When Gayle Martin returned to Phoenix, Arizona, in 1997 to further her career in art her plans quickly got sidetracked when she learned of the plans to demolish the Cine Capri, an old and revered movie theater in town. Her father, W. E. "Bill" Homes, Jr., President and CEO of Homes & Son Construction Company, was the contractor who had built the landmark structure in 1966. A campaign was begun to save the theater, but it was not to be.
The theater was razed in 1998, just weeks after her father passed away. The whole experience, however, ignited within Gayle a passion for history and more importantly, for keeping history alive. She commissioned an architectural model of the Cine Capri in her father's memory and gifted it to the Arizona Historical Society.
A second-generation Phoenix native, Gayle graduated from Arizona State University with a degree in art and then pursued postgraduate studies at the Academy of Art College in San Francisco. Following the devastating earthquake in 1989 she moved to Colorado where she worked for several years as a graphic designer and illustrator, winning numerous prestigious awards.
After she made the move back to Phoenix and was inspired by the efforts to preserve her father's theater she discovered a new outlet for her talents.
Gayle's speaking career began in 2001 when she debuted the historical character Anna Ferguson, WWII Housewife and Defense Worker, a storytelling program originally created for the Amazing Arizonans outreach program with the Arizona Historical Society Museum. With the success of "Anna," and at the suggestion of her peers, Gayle created a second historical character, Elizabeth St. Claire, the Tombstone Storyteller.
Since
2002, Gayle has been a featured performer with the Arizona Living
History Programs LLC, an organization of her own creation. She has taken
audiences on "time travel trips" by performing as historic characters,
dressed in period costumes. "Anna" and "Elizabeth" have been
featured at dozens of events, and have been
performed at schools, universities, association meetings, conventions
and museums throughout Arizona. Through her reenactments, Gayle has
inspired children and adults alike with her characters' ability to face
challenges with dignity during uncertain times.

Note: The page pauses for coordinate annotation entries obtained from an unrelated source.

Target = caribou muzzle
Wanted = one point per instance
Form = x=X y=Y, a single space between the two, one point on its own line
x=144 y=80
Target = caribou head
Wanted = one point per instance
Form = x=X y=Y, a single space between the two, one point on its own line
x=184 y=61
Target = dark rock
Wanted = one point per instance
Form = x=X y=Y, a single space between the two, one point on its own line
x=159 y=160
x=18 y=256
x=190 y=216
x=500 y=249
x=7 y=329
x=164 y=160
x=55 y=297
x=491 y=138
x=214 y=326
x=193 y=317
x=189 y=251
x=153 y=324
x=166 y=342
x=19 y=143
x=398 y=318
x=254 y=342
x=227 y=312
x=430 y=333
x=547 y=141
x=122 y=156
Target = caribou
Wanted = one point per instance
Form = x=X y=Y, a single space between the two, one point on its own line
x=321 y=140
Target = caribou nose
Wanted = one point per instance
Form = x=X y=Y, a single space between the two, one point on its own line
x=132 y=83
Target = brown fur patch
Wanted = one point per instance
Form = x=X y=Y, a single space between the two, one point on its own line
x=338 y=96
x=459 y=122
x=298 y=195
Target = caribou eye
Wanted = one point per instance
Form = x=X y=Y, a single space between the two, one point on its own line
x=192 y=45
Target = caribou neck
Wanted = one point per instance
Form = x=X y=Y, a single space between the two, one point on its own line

Gayle has always had a passion for writing, and was inspired by her historic personas. In 2005 she wrote and self-published her first book, Anna's Kitchen: a Compilation of WWII Ration Recipes That You Can Create in Your Kitchen Today. Her first published novel, Gunfight at the O.K. Corral: Luke and Jenny Visit Tombstone, was released in 2006, followed by the second book in the series, Billy the Kid and the Lincoln County War: a Luke and Jenny Adventure, in 2007. The third book in the series, Riding with the James Gang, will be released in the fall of 2009. Gayle has begun the early work of her fourth Luke and Jenny novel, The Mystery of the Lost Dutchman Mine. A new, updated version of Anna's Kitchen, re-titled Rosie's Riveting Recipes: Cooking on the Home Front Line, is due out in the spring of 2010.
Photo by Danielle Jarrett
Gayle was a featured author at the 2007 Hollywood Book Festival in Hollywood, California, where her book Gunfight at the O.K. Corral: Luke and Jenny Visit Tombstone was an Honorable Mention. Another book, Billy the Kid and the Lincoln County War: a Luke and Jenny Adventure, was named as a Finalist in the 2007 Indie Book Awards of Excellence.